On Sat, Mar 12, 2011 at 6:40 AM, aldi asmadi <aldi.asmadi at gmail.com> wrote:
> I have a question that is still related to your reply. If the bulk
> liquid NPT and the interfacial liquid-vapor NVT simulations are
> performed using dispersion corrections to the pressure and energy,
> while the intefacial liquid-liquid NPAT simulation don't use any
> correction, can we say that all results are valid since we don't give
> the same treatment for all systems?
> In the NPT and NVT calculations, we apply corrections in order to
> reduce the discrepancy between the calculated and experimental
> properties (say density and surface tension) as small as possible.
> Here we have more confidence that our molecules in systems behave
> accordingly judging from the macroscopic values we obtain.
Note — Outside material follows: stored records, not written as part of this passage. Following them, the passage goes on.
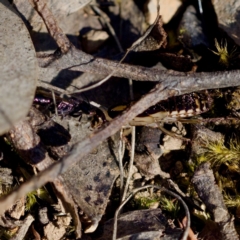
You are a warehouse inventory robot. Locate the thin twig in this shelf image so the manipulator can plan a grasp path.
[91,5,124,52]
[118,128,125,196]
[122,127,136,202]
[0,71,240,214]
[112,185,191,240]
[29,0,71,53]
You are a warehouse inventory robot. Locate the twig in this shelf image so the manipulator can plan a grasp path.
[11,214,35,240]
[91,4,124,52]
[0,71,239,214]
[112,185,190,240]
[29,0,71,53]
[38,44,240,90]
[121,127,136,202]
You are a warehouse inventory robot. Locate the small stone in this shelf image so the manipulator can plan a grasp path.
[82,30,109,53]
[146,0,182,24]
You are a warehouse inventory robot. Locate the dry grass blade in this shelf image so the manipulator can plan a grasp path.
[0,72,239,213]
[112,185,190,240]
[29,0,71,53]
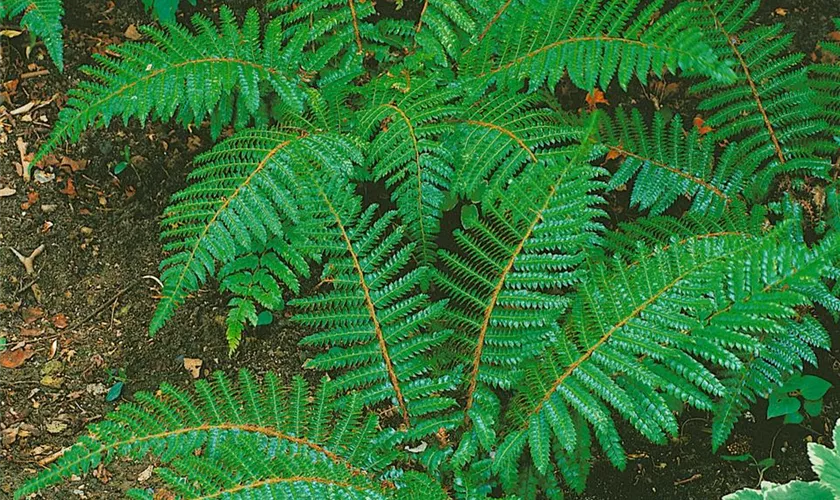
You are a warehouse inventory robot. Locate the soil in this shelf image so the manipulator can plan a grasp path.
[0,0,840,499]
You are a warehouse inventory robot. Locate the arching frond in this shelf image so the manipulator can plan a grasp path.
[359,79,460,265]
[149,130,361,333]
[460,0,733,90]
[33,6,304,164]
[688,0,829,197]
[15,371,412,499]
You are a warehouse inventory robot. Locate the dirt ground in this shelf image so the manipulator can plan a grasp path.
[0,0,840,500]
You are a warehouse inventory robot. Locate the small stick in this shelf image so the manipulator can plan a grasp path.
[65,278,142,332]
[9,245,47,274]
[20,69,50,80]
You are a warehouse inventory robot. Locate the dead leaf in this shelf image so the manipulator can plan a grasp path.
[586,89,610,110]
[50,313,67,330]
[23,307,44,325]
[693,115,713,135]
[137,465,155,483]
[47,420,67,434]
[0,345,35,368]
[20,328,43,337]
[125,24,143,41]
[184,358,203,378]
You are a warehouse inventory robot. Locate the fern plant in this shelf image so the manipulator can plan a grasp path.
[0,0,64,71]
[18,0,840,498]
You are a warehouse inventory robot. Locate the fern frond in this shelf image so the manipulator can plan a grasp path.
[502,231,837,492]
[436,115,602,460]
[712,233,840,450]
[601,109,750,215]
[460,0,733,90]
[0,0,64,71]
[149,130,361,334]
[359,79,460,265]
[809,18,840,137]
[33,6,304,164]
[15,371,406,499]
[266,0,378,72]
[290,207,454,433]
[454,92,585,200]
[688,0,829,198]
[217,234,309,352]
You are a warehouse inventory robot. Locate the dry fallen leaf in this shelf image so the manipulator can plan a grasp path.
[0,346,35,368]
[23,307,44,325]
[125,24,143,41]
[184,358,202,378]
[586,89,610,110]
[693,116,712,135]
[50,313,67,330]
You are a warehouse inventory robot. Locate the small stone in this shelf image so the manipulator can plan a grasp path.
[41,359,64,375]
[41,375,64,389]
[47,420,67,434]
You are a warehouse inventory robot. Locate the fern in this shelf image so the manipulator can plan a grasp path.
[291,206,454,432]
[494,229,836,494]
[32,7,304,164]
[601,109,740,215]
[218,237,309,352]
[461,0,733,90]
[15,371,440,499]
[149,130,360,343]
[687,0,829,197]
[0,0,64,71]
[437,116,601,462]
[359,79,460,265]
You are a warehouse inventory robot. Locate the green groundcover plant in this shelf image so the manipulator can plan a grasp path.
[16,0,840,498]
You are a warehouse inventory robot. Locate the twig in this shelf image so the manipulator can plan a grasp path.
[65,278,143,332]
[9,245,47,274]
[20,69,50,80]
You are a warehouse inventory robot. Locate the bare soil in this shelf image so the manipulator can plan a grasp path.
[0,0,840,500]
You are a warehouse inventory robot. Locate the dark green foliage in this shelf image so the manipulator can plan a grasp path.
[690,0,829,197]
[601,109,740,215]
[34,7,304,162]
[22,0,840,499]
[0,0,64,71]
[15,371,440,500]
[461,0,734,90]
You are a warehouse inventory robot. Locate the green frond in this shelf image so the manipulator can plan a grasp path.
[33,6,304,164]
[712,233,840,450]
[436,116,602,460]
[590,201,767,264]
[359,79,460,265]
[454,92,585,200]
[266,0,378,72]
[15,371,410,499]
[0,0,64,71]
[600,109,740,215]
[413,0,496,66]
[217,234,309,352]
[149,129,361,334]
[494,230,837,494]
[809,18,840,138]
[687,0,829,198]
[460,0,733,90]
[290,206,455,433]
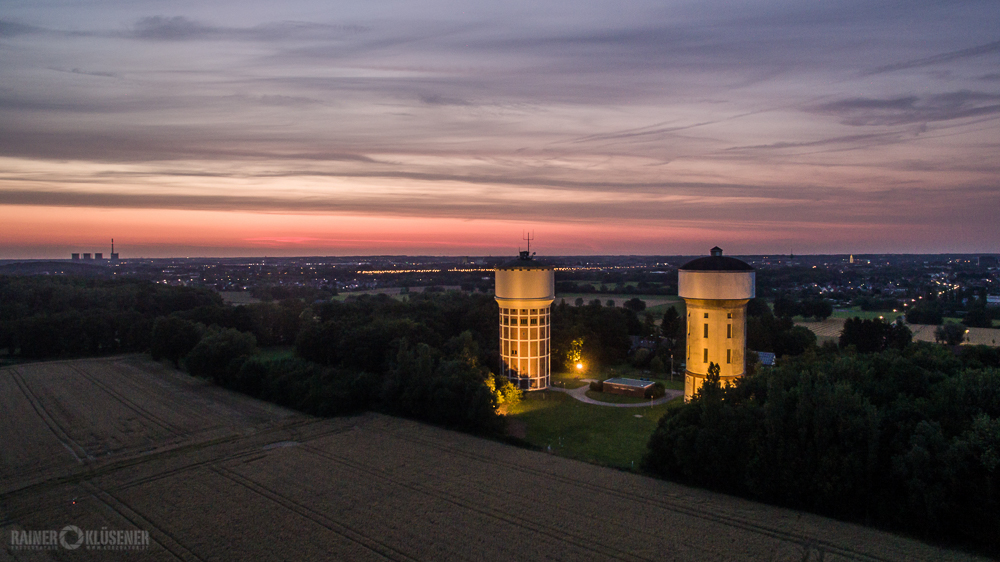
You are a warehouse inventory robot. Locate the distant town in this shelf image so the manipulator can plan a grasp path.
[0,252,1000,320]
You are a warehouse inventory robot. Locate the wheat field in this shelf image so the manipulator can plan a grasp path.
[0,356,973,561]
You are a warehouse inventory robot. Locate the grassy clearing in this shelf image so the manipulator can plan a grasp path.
[509,391,683,470]
[550,373,590,389]
[585,364,684,390]
[259,345,295,359]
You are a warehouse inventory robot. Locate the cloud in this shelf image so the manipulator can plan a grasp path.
[811,90,1000,126]
[134,16,217,40]
[0,20,45,37]
[862,41,1000,76]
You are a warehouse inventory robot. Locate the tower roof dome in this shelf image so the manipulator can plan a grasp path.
[680,246,753,271]
[497,251,552,269]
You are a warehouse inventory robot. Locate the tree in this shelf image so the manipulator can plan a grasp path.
[906,301,944,325]
[642,314,659,338]
[622,297,646,314]
[962,303,993,328]
[934,322,968,345]
[184,328,257,381]
[149,316,204,367]
[839,316,913,353]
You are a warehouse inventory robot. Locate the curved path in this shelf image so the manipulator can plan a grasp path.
[549,381,684,408]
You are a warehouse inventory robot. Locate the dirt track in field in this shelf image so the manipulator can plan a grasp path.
[0,357,984,561]
[795,318,1000,347]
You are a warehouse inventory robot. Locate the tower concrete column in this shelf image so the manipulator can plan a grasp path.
[496,252,555,390]
[678,247,755,401]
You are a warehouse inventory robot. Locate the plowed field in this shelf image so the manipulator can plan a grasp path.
[0,357,984,561]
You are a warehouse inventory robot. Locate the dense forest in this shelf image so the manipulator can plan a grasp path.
[644,344,1000,553]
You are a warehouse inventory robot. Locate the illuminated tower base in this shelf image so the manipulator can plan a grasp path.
[496,252,555,390]
[678,247,755,401]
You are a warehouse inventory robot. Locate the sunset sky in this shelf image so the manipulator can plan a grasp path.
[0,0,1000,259]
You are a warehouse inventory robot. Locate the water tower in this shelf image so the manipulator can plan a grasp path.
[677,246,755,401]
[496,247,555,390]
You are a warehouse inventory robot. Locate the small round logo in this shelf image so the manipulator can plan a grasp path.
[59,525,83,550]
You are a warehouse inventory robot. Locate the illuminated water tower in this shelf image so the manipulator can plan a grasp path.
[678,246,755,401]
[496,241,555,390]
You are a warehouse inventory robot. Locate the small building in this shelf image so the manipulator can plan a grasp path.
[604,377,655,398]
[754,351,774,367]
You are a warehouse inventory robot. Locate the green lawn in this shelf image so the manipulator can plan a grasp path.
[509,390,683,470]
[549,373,590,389]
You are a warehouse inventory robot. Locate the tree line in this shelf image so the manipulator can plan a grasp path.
[644,340,1000,554]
Meanwhile,
> in the NPAT calculation, we don't use such correction meaning that the
> property (say interfacial tension) is expected to deviate more from
> the experimental value? This indicates that the system behaves
> differently in comparison to the same simulation conducted with
> Many thanks,
> On Sat, Mar 12, 2011 at 11:44 AM, David van der Spoel
> <spoel at xray.bmc.uu.se> wrote:
> > On 2011-03-12 06.09, Denny Frost wrote:
> >> I am running MD simulations on Liquid/Liquid interfaces and measuring
> >> the interfacial tension between them. I have found that the readings in
> >> NVT simulations are close to experimental values, but have a lot of
> >> variation. I run NPT simulations on the exact same system and find the
> >> results show very little variation, but the values are far from
> >> experimental results. Does anyone know why this happens?
> > Please be more specific. How do you do NPT simulations? This may
> > the result. To get good result I would suggest to do pressure coupling
> > in the normal direction and to turn off dispersion corrections to the
> > pressure.
> > --
> > David van der Spoel, Ph.D., Professor of Biology
> > Dept. of Cell & Molec. Biol., Uppsala University.
> > Box 596, 75124 Uppsala, Sweden. Phone: +46184714205.